CODEWITHSUNDEEP
javarandombinary
Shreenivas
Shreenivas

Reputation: 155

How to create random number within bounds in Java displayed as a binary value?

I am able to generate Random Numbers with Random method. But I want to create random numbers that are displayed in a binary format. The numbers must be within a specific range.

Random numbers should be between 5 and 10 digits, inclusive.

E.g.: 011110, 0111100, 010110101.

Upvotes: 2

Views: 4209

Answers (5)

Blake Yarbrough
Blake Yarbrough

Reputation: 2316

Try the Following Code Snippet (Random number generation from This Stack Overflow question)

import java.util.Random;

public class Main {
    private static Random random = new Random();
    private static final int MAX = 1023;
    private static final int MIN = 16;

    public static void main(String[] args) {
        Integer randInt = random.nextInt((MAX - MIN) + 1) + MIN;
        System.out.println("random binary is: " + Integer.toBinaryString(randInt));
    }
}

MIN of 16 enforces a minimum of 5 binary digits where:

10000 is equal to 16

MAX of 1023 enforces a max of 10 binary digits where:

111111111 equal to 1023

The Utility method Integer.toBinaryString(int) converts the Integer into a binary readable format (enforcing the only '1's and '0's condition)

Upvotes: 5

gmanolache
gmanolache

Reputation: 497

http://xkcd.com/221/

Here you would have the Java snippet:

public static int getRandomNumber() {
    return 4; // Chosen by fair dice roll. Guarantied to be random.
}

Upvotes: 1

Tarek
Tarek

Reputation: 771

import java.util.Random;

public class RandomNumber {
    private static Random random = new Random();
    private static final int maximumDigits = 1023;
    private static final int minimumDigits = 16;

    public static void main(String[] args) {
        Integer randInt = random.nextInt((maximumDigits - minimumDigits) + 1) + minimumDigits;
        System.out.println("random binary is: " + Integer.toBinaryString(randInt));
    }
}

Its a response to LanguidSquid program, I can't comment to his post for <50 reps.

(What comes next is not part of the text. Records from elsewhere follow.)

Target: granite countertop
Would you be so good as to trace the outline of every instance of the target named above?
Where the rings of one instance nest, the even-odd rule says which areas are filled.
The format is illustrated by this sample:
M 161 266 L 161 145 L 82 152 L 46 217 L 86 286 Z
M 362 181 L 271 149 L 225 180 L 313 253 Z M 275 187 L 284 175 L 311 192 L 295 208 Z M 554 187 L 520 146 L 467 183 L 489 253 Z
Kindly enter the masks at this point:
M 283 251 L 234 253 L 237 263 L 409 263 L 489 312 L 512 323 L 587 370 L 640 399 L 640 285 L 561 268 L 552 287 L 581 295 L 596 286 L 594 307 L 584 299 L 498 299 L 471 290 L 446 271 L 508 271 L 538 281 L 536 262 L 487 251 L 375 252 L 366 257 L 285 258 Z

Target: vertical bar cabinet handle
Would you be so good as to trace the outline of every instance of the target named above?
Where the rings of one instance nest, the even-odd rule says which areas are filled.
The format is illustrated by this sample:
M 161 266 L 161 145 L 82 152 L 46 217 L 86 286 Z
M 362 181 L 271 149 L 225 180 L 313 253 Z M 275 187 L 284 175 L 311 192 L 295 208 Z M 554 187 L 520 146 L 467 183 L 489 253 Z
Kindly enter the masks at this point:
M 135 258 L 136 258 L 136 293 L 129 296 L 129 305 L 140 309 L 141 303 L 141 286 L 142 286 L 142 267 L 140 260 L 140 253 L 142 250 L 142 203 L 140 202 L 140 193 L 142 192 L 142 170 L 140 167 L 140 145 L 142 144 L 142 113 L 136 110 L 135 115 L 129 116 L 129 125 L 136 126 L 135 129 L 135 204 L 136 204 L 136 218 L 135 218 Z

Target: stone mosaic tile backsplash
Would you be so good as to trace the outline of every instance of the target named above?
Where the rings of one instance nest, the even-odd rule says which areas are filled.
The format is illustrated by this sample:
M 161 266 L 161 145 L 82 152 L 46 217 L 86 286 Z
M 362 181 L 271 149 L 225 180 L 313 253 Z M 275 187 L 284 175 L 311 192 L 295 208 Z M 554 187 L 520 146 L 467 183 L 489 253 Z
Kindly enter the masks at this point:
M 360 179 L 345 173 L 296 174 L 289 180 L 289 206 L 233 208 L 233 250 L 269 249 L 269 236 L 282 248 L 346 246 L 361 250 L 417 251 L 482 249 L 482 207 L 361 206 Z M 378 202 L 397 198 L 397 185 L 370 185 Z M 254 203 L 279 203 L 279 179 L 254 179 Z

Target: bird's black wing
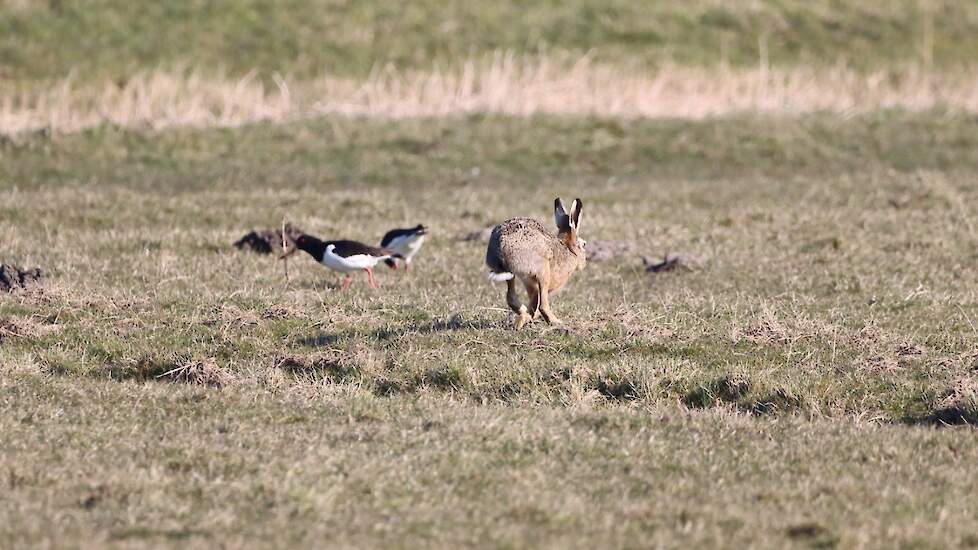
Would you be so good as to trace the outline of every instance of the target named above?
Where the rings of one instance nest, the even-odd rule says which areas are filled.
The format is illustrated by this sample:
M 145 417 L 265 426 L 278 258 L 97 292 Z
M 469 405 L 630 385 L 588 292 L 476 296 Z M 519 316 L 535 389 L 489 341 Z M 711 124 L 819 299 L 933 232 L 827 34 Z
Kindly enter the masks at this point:
M 329 241 L 326 243 L 326 246 L 329 245 L 333 245 L 335 247 L 333 248 L 334 254 L 343 258 L 349 258 L 350 256 L 357 256 L 360 254 L 375 257 L 394 255 L 393 252 L 389 250 L 366 245 L 357 241 Z
M 384 234 L 384 238 L 380 240 L 380 246 L 389 246 L 394 241 L 394 239 L 398 237 L 407 237 L 408 235 L 413 235 L 417 232 L 418 232 L 417 228 L 391 229 L 386 234 Z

Try this one. It should be limited from 5 digits to 10 digits. Because decimal 16 equivalent to 10000 and 1023 is equivalent to 1111111111 in binary.

Upvotes: 1

Woodrow Barlow
Woodrow Barlow

Reputation: 9107

Here is a brief program that accomplishes exactly what you've requested (although perhaps not what you actually want). It should be noted that storing the values in Strings is necessary because you specified in the comments that leading zeroes are possible and must count towards the length of the number.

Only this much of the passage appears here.